Think of a legend as a map's key. Just as a map key explains what each symbol or color means (like how a dashed line might represent a boundary or a blue area might signify water), a legend in a plot tells you what each plot element represents. This is especially useful when you have multiple datasets or categories shown in one plot.

Starting with a Simple Plot

Before we add a legend, let's start by creating a simple plot. To do this, we need to use Matplotlib's pyplot module, which we'll import under the alias plt for convenience.

import matplotlib.pyplot as plt

# Sample data
x = [1, 2, 3, 4, 5]
y = [2, 3, 5, 7, 11]

# Creating a simple line plot
plt.plot(x, y)

# Display the plot
plt.show()

In this example, we create a basic line plot using x and y lists as data points. When you run this code, a window will pop up showing a line graph of the data.

Adding the First Legend

To add a legend, we'll need to label our plot elements when creating them. Then we'll call the legend() function.

# Sample data
x = [1, 2, 3, 4, 5]
y = [2, 3, 5, 7, 11]

# Creating a line plot with a label
plt.plot(x, y, label='Prime Numbers')

# Adding the legend
plt.legend()

# Display the plot
plt.show()

Here, we've added label='Prime Numbers' to our plot() function. This label is what will appear in the legend. The plt.legend() line tells Matplotlib to display the legend. You'll now see a box with the label 'Prime Numbers' next to a line that represents the data on the plot.

Customizing the Legend

Matplotlib allows you to customize the legend's location and appearance. You might want to move your legend inside the plot area because it's blocking some data, or you might want to change its style.

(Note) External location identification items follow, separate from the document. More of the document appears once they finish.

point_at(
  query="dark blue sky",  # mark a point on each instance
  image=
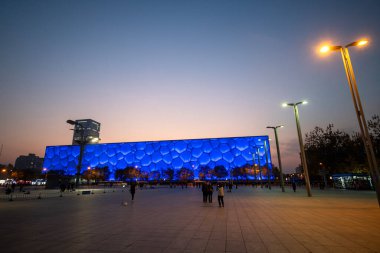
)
(152, 70)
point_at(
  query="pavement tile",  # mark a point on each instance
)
(235, 246)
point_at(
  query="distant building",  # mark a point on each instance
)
(87, 128)
(29, 162)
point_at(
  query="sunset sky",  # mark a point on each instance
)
(163, 70)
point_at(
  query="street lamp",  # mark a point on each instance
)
(278, 155)
(82, 144)
(45, 170)
(372, 163)
(258, 162)
(303, 156)
(267, 162)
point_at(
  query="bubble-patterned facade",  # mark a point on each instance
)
(151, 156)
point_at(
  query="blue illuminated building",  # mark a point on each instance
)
(150, 156)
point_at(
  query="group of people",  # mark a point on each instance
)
(207, 191)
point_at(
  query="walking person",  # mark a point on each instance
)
(210, 190)
(204, 192)
(132, 189)
(220, 195)
(294, 185)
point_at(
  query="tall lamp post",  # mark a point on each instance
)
(303, 156)
(372, 163)
(278, 155)
(267, 162)
(82, 144)
(258, 163)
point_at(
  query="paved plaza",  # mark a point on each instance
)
(176, 220)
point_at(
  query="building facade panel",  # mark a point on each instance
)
(231, 152)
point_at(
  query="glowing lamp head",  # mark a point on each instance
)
(362, 42)
(324, 49)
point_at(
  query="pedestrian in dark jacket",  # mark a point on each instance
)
(204, 192)
(132, 190)
(220, 195)
(210, 190)
(294, 185)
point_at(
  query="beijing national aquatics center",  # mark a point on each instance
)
(150, 156)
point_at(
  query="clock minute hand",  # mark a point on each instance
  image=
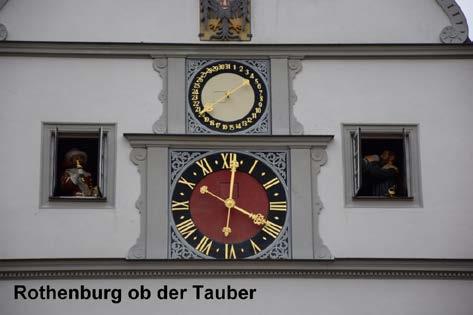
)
(230, 202)
(257, 218)
(210, 106)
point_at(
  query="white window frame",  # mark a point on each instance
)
(106, 164)
(351, 137)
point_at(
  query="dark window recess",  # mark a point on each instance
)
(380, 164)
(77, 165)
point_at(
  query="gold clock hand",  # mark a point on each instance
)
(208, 107)
(233, 166)
(257, 218)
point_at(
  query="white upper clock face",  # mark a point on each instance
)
(234, 93)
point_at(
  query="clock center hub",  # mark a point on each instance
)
(229, 203)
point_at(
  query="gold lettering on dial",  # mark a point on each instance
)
(271, 183)
(184, 181)
(204, 166)
(272, 229)
(230, 251)
(204, 245)
(278, 205)
(227, 159)
(186, 228)
(253, 167)
(256, 248)
(177, 205)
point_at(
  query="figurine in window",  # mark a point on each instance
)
(381, 175)
(76, 181)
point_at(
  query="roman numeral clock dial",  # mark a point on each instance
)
(229, 205)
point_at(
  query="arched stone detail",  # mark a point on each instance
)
(138, 251)
(295, 66)
(457, 33)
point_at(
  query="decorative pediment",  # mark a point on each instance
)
(225, 20)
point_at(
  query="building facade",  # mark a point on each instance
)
(357, 113)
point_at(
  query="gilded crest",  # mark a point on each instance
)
(225, 20)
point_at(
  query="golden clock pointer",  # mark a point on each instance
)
(230, 202)
(210, 106)
(257, 218)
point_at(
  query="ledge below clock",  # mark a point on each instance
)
(152, 154)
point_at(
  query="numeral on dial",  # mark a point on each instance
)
(271, 183)
(230, 251)
(255, 247)
(272, 229)
(205, 166)
(227, 159)
(204, 245)
(184, 181)
(186, 228)
(278, 205)
(177, 205)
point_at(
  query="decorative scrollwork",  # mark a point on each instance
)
(295, 66)
(178, 250)
(278, 161)
(179, 159)
(161, 66)
(280, 250)
(262, 66)
(457, 33)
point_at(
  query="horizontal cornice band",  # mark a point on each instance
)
(337, 269)
(301, 51)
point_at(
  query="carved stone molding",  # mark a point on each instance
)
(138, 157)
(457, 33)
(318, 158)
(3, 28)
(427, 269)
(161, 66)
(295, 66)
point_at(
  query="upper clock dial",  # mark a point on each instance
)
(228, 96)
(229, 205)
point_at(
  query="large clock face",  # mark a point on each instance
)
(228, 96)
(229, 205)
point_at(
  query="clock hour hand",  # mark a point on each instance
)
(230, 201)
(208, 107)
(257, 218)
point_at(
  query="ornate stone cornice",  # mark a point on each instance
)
(293, 51)
(447, 269)
(161, 66)
(457, 33)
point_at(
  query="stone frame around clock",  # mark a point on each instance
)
(173, 94)
(151, 154)
(280, 248)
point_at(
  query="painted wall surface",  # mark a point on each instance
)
(69, 90)
(273, 21)
(436, 94)
(307, 296)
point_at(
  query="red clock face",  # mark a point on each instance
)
(229, 205)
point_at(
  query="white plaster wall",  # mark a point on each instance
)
(437, 95)
(273, 296)
(69, 90)
(273, 21)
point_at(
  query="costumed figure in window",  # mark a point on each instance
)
(381, 176)
(76, 181)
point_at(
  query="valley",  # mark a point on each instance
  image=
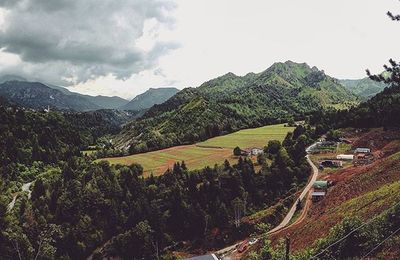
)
(208, 153)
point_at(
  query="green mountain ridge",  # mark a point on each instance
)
(230, 102)
(365, 88)
(149, 98)
(36, 98)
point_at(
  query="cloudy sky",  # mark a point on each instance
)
(123, 47)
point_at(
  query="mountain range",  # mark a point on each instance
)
(39, 95)
(149, 98)
(364, 88)
(230, 102)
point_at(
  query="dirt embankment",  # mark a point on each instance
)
(350, 183)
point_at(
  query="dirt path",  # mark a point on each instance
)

# Customizing the legend's location
plt.legend(loc='upper left')

# Customizing the legend's appearance
plt.legend(loc='best', frameon=False, fontsize='large')

The loc parameter can take values like 'upper left', 'lower right', etc., or 'best', which lets Matplotlib decide the optimal location. frameon=False removes the box around the legend, and fontsize adjusts the text size.

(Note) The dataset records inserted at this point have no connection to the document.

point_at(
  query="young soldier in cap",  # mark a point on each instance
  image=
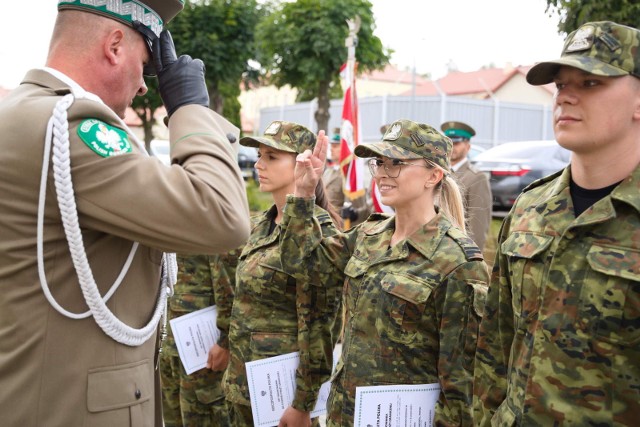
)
(86, 215)
(560, 339)
(474, 184)
(197, 399)
(275, 312)
(415, 283)
(356, 210)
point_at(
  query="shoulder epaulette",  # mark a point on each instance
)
(468, 246)
(541, 181)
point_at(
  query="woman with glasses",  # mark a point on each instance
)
(415, 284)
(274, 312)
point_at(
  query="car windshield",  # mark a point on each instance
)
(522, 150)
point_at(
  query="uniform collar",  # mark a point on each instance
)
(425, 240)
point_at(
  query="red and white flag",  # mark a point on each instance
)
(350, 134)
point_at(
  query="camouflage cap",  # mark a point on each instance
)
(457, 131)
(154, 14)
(405, 139)
(601, 48)
(285, 136)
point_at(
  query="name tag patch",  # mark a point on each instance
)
(104, 139)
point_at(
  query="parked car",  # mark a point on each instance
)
(514, 165)
(247, 158)
(160, 149)
(474, 151)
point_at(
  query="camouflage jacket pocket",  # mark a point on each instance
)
(269, 344)
(610, 295)
(526, 254)
(504, 416)
(402, 306)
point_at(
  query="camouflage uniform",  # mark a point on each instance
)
(412, 310)
(560, 340)
(197, 399)
(275, 313)
(411, 315)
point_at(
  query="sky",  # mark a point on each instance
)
(429, 35)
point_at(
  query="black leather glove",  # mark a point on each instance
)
(180, 80)
(349, 213)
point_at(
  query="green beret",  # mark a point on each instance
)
(601, 48)
(154, 14)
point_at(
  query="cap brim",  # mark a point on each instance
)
(384, 149)
(544, 72)
(255, 141)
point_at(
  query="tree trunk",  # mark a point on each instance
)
(322, 113)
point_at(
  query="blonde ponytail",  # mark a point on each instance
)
(450, 201)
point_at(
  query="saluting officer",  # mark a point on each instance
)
(197, 399)
(414, 282)
(86, 214)
(474, 184)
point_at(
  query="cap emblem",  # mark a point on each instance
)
(273, 129)
(582, 40)
(394, 132)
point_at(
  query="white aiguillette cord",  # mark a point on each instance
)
(58, 135)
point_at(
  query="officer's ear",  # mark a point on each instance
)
(113, 45)
(636, 86)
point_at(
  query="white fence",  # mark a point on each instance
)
(495, 122)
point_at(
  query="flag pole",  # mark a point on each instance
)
(351, 42)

Plotting Multiple Lines with Legends

Let's plot multiple lines, each representing a different sequence of numbers.

# Sample data
x = [1, 2, 3, 4, 5]
primes = [2, 3, 5, 7, 11]
fibonacci = [1, 1, 2, 3, 5]

# Creating multiple line plots with labels
plt.plot(x, primes, label='Prime Numbers')
plt.plot(x, fibonacci, label='Fibonacci Sequence')

# Adding the legend
plt.legend()

# Display the plot
plt.show()

Now, our legend contains two items: 'Prime Numbers' and 'Fibonacci Sequence', each corresponding to a line on the plot.

Legends with Different Plot Types

Legends are not limited to line plots. They can be used with bar charts, scatter plots, and more. Let's create a scatter plot and add a legend to it.

# Sample data for scatter plot
x = [1, 2, 3, 4, 5]
y = [10, 20, 25, 30, 40]

# Creating a scatter plot with a label
plt.scatter(x, y, label='Data Points')

# Adding the legend
plt.legend()

# Display the plot
plt.show()

The process is similar to adding a legend to a line plot. We use the scatter() function for creating scatter plots, and we still use label to define the legend's text.

Handling Overlapping Legends

Sometimes, a legend might overlap with your data, making it hard to read. You can adjust the legend's opacity to see the data underneath it by using the alpha parameter.

# Adding a legend with transparency
plt.legend(loc='best', framealpha=0.5)

framealpha controls the transparency of the legend's background. A value of 0.5 means 50% transparent.

Conclusion

Legends are an essential part of data visualization, as they help to distinguish between different data series or categories. With Matplotlib, creating and customizing legends is straightforward, allowing you to enhance the readability and professionalism of your plots.

By following the examples provided, you can add legends to your plots, customize their appearance, and make sure they complement your data rather than obscure it. As you continue to explore Matplotlib and data visualization, remember that the goal is to communicate information clearly and effectively. A well-placed and well-designed legend is a small but powerful tool in achieving that goal.

As you embark on your programming journey, think of each plot as a story you're telling with data. The legend is the guide that helps your audience follow along. With practice, you'll learn to create legends that not only inform but also contribute to the aesthetic appeal of your visualizations. Happy plotting!